Novità

Radiofreccia Rock Campus, diciottesima puntata: Cecilia, Gianni Rojatti e i Sex Pistols

A placeholder image for the article
Author image Redazione Web

21 aprile 2026 alle ore 20:14, agg. alle 20:20

Gianni Rojatti e Cecilia analizzano “Holidays in the Sun” dei Sex Pistols tra ribellione, identità e il valore del punk oggi.

Nuovo appuntamento con Radiofreccia Rock Campus, il format che mette a confronto generazioni, esperienze e visioni diverse attraverso una canzone simbolo della storia del rock.

Nella diciottesima puntata, Gianni Rojatti accoglie in studio la studentessa Cecilia per un viaggio dentro uno dei brani più iconici e provocatori del punk britannico: Holidays in the Sun dei Sex Pistols.

All’interno dell’atmosfera ormai consolidata di Rock Campus, tra ironia, aneddoti e momenti di confronto autentico, emerge subito lo spirito del programma: partire da una canzone per scavare più a fondo, tra significati, sensazioni e percorsi personali. "Si parte da una canzone e si vede un po’ dove si va a finire", è il principio guida che accompagna la puntata, trasformando il dialogo in un vero e proprio viaggio culturale e umano.

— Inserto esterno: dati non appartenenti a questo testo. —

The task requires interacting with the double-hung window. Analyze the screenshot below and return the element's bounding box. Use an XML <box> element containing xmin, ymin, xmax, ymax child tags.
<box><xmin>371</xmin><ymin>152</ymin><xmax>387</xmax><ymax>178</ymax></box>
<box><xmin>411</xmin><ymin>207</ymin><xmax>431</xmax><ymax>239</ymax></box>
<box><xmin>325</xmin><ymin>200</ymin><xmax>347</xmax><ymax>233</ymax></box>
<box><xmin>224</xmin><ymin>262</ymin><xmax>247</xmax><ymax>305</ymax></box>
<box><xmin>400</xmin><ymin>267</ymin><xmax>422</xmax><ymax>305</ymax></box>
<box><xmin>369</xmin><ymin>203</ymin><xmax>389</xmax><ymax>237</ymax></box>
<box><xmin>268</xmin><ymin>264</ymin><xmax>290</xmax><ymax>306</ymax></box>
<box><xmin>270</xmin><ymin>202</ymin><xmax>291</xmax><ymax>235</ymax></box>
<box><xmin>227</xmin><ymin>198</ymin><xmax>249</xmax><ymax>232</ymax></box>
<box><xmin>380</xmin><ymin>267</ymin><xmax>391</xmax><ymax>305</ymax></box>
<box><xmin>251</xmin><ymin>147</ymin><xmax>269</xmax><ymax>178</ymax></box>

"Holidays in the Sun": rabbia, provocazione e libertà

Il cuore della puntata è naturalmente il brano scelto, "Holidays in the Sun", uno dei manifesti più espliciti dell’attitudine punk dei Sex Pistols. Cecilia coglie subito il punto centrale del pezzo: non solo energia e aggressività, ma soprattutto un messaggio diretto, senza filtri, capace di scuotere chi ascolta. È proprio questa autenticità a emergere nel confronto con Rojatti, che sottolinea quanto sia fondamentale l’onestà nel rock: «La cosa che ho sempre apprezzato è che non c’è bisogno di compromessi».

La discussione si sposta quindi sul significato più profondo del brano, che racconta un senso di alienazione e fuga, un desiderio di rottura con la società e con le sue regole. Cecilia interpreta questa tensione come un bisogno generazionale ancora attuale: uscire dagli schemi, cercare la propria identità e non accontentarsi di ciò che è già scritto.

In questo senso, "Holidays in the Sun" diventa qualcosa di più di una semplice canzone: è un simbolo di ribellione consapevole. Un brano che, ancora oggi, riesce a parlare a chi sente il bisogno di "fare all in" nella propria vita, scegliendo strade diverse e spesso più difficili.


Il rock come strumento di crescita personale

Uno degli aspetti più interessanti della puntata è il modo in cui la musica viene raccontata come strumento di crescita.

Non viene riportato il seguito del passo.